これにより、便秘・腹満・のぼせ・精神興奮などが現れる。


💊 構成生薬と作用

生薬主な作用
桃仁活血祛瘀・潤腸通便。血行を改善し、瘀血を排除する。
桂枝温経通陽・活血化瘀。気血の流れを促進し、瘀血の停滞を解く。
大黄瀉下・清熱。

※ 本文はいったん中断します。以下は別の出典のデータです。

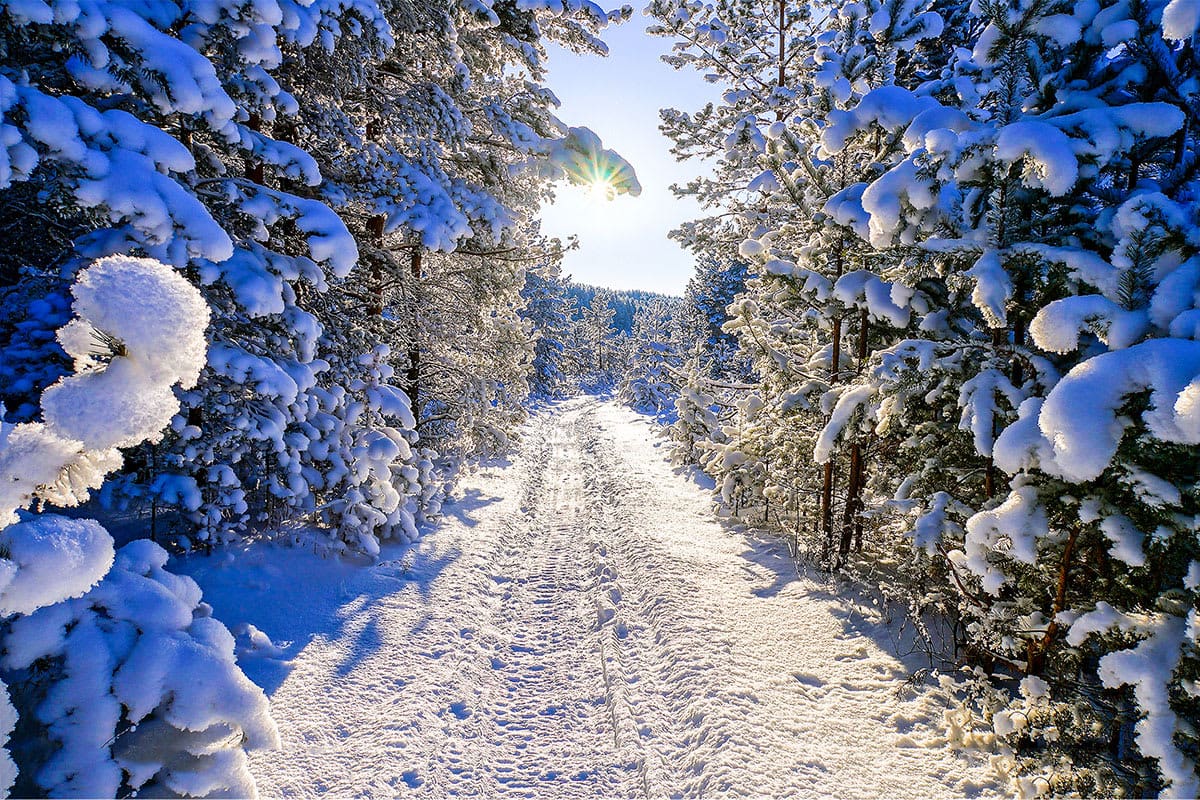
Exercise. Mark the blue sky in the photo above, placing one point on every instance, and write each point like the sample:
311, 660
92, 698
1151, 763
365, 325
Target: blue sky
623, 242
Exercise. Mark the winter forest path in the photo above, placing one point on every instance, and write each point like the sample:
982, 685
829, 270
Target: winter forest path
581, 625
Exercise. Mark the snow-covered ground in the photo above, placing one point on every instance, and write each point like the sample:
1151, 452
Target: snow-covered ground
580, 625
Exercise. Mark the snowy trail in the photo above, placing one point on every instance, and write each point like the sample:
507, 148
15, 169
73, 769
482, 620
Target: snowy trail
581, 625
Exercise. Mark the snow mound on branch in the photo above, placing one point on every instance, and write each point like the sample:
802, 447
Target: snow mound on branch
1080, 422
49, 558
150, 323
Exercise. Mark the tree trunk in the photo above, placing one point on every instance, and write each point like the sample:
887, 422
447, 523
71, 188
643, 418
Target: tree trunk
255, 168
375, 226
855, 486
827, 482
413, 385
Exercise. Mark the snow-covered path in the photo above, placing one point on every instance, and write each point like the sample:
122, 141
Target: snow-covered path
581, 625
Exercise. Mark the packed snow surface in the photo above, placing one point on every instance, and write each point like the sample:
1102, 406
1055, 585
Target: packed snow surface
579, 625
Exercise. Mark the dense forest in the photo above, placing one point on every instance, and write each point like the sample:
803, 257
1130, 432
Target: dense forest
274, 269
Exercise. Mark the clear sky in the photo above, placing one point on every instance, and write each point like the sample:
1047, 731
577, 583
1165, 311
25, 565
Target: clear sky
623, 242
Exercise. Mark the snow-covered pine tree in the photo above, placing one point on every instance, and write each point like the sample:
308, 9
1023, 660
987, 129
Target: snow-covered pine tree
102, 654
653, 371
1015, 198
549, 312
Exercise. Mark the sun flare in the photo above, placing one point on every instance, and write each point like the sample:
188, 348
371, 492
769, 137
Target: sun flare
600, 191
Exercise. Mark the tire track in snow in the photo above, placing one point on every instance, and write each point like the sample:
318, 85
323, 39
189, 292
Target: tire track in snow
581, 625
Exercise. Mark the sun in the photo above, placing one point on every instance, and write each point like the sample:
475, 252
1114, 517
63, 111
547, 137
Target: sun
600, 191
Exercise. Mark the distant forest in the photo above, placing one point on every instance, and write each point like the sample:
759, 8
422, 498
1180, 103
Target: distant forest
624, 304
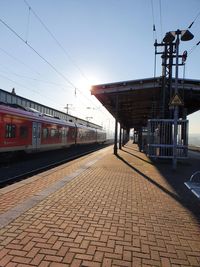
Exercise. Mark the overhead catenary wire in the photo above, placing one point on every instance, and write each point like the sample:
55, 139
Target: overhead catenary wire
192, 23
55, 39
19, 61
45, 60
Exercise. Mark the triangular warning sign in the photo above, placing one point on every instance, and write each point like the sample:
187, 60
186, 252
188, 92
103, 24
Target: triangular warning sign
176, 101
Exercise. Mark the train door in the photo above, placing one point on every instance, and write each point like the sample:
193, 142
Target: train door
36, 135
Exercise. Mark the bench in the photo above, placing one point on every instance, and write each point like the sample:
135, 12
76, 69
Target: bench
194, 184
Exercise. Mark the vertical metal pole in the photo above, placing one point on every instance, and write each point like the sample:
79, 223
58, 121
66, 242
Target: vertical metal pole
120, 137
176, 107
116, 125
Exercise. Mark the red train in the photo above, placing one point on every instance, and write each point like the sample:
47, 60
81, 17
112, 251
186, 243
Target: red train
31, 131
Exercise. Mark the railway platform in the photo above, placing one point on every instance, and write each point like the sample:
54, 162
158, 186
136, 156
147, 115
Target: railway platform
102, 210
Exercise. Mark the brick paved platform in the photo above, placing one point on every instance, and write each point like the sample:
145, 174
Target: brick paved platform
102, 210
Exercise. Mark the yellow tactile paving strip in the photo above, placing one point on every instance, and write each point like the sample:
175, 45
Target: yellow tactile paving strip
120, 211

腸内の熱や瘀血を排出する。
芒硝軟堅散結・瀉熱通便。大黄の通便作用を助け、硬便を除く。
甘草調和諸薬・緩和作用。方中の強い薬性を緩和し、全体の調和を保つ。


🌡 臨床的特徴

観点内容
症状の特徴 下腹部の圧痛・張り感・便秘・のぼせ・顔面紅潮・精神不安・怒りっぽい・不眠。
月経不順、月経痛、閉経期のイライラや不眠などにも見られる。
体質傾向 体力中等度〜やや充実で、実熱傾向。
ストレスが強く、熱や瘀血を溜めやすいタイプ。
舌象・脈象 舌:紅または紫暗、苔は黄。
脈:沈実または弦数。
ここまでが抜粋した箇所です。